Bu şehir bize kaç kere ateş etti

Celil Oker'den Ateş Etme İstanbul. Uzun süredir bir vaka almadığı için artık paslanmakta olduğunu düşünen Dedektif Remzi Ünal'ın kapısı nihayet çalındığında, karşısında onun bütün “şartlarını” koşulsuz olarak kabul eden bir müşteri adayı vardır. Bu kişi, kayıp hemşire sevgilisini arayan genç doktor Kemal Arsan'dır. Bir hafta önce sırra kadem basan hemşire Begüm Kalyon ne telefonlara cevap vermektedir ne de onu bir gören olmuştur. Evinde ise in cin top oynamaktadır. Araştırmalarına kayıp hemşirenin yakın çevresini sorgulayarak başlayan Remzi Ünal, onun bir şeylerden çok korktuğuna kanaat getirir ve samimi arkadaşlarından birinin evinde saklandığından şüphelenerek oraya gider. Karşısında sıradan bir kayıp vakasını planlı bir cinayet davasına dönüştüren alışılmadık bir manzara vardır: kalbinden tek kurşunla vurularak öldürülmüş genç bir adamın cesedi. Gördüğü bu manzaradan daha da şaşırtıcı olan şey ise maktulün kimliğidir… (Altın Kitaplar)

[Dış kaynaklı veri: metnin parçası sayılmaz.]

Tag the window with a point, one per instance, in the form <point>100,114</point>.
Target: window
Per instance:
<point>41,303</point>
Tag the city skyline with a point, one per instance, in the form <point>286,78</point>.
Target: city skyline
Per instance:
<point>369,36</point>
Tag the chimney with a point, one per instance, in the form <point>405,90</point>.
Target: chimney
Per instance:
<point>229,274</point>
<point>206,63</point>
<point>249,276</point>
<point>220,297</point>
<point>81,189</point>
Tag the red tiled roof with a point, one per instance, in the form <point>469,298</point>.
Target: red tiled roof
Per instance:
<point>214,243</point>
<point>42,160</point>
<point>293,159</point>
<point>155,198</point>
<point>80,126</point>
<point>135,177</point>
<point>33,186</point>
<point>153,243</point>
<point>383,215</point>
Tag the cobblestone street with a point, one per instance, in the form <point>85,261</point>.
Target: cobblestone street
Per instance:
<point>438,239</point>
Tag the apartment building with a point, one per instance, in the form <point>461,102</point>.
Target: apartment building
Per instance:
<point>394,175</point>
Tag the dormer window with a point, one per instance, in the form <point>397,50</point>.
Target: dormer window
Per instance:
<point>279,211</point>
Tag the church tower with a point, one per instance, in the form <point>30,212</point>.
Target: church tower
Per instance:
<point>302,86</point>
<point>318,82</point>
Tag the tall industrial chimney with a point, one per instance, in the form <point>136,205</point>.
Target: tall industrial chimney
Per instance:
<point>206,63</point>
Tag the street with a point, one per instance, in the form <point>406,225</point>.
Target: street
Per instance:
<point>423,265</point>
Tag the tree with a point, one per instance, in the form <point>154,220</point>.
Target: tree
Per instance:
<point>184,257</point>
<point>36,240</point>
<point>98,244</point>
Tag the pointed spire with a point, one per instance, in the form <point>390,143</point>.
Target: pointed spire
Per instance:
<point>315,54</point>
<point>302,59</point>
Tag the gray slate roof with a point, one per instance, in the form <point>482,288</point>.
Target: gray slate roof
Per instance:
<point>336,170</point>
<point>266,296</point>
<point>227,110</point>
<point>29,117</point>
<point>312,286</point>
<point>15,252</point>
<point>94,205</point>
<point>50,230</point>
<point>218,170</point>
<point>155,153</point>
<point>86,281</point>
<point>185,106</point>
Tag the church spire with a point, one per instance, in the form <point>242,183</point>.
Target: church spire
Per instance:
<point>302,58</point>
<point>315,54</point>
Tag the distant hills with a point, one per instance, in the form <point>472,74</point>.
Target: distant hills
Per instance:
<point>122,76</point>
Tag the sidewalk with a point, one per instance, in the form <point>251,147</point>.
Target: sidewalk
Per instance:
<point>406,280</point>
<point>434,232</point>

Ailesinin trajik geçmişiyle yüzleşecek

Dina Rubina'dan Cordoba’nın Beyaz Güvercini. Zahar Kordovin. Gizli bir dâhi, gerçek bir entelektüel ve uslanmaz bir sahtekâr. Yaşama, sanata ve suça tutkuyla bağlı tehlikeli bir yetenek. Sahteciliğin ve işlediği tüm sanat suçlarının yanı sıra ailesinin yüzyıllar süren tarihine nüfuz etmiş dramalar için de büyük bir bedel ödeyecek. Onu çağıran hayaletlerin ve gizemlerin peşine düşen Kordovin tüm iplerin tek bir ölümcül düğüm haline geldiği Cordoba'da ailesinin trajik geçmişiyle yüzleşecek. Dina Rubina, her karakterine tekil bir hikâye anlatan benzersiz sesler bahşediyor. Dili, kahramanının geçtiği şehirleri canlı bir havayla kuşatıyor. (Alfa Yayıncılık)

Söyleşiler bir tanıklık, sözlü tarih çalışması

Esme Aras'tan Yaz'Ankara. Yazar “merak”ına yenilerek Ankara'da yazmış ya da Ankara'yı yaşayarak yazmış, ömrünü bu kente vermiş, hayatının bir dönemini burada geçirmiş yazarlar ile edebiyat ve kent kültürü üzerine röportajlarını bu kitapta bir araya getiriyor. Bu söyleşiler aynı zamanda bir tanıklık, sözlü tarih çalışması. Kentin kendisi bir hafıza mekânı; pek çok semti, kahvesi, lokantası, sineması, dükkânı ayrı ayrı birer anı durağı, geçmişin sığınağı. Mekânlar belleğimizi kışkırtır, anılar saklandıkları yerlerden fırlayıverir; bu söyleşilerde edebiyatçılar mekânları anımsatıyor, kaydediyor ve yaşamın yara izlerini işaret ediyor. Bu röportajlar bir dönemi, dönemin gündelik yaşantısını, kültürel dönüşümünü, toplumsal çalkantısını da belgeliyor tabii edebiyatı odağına alarak. Edebiyatçılar bu kez kendilerini anlatıyor. “Röportaj bal gibi edebiyattır.” (h2o Kitap)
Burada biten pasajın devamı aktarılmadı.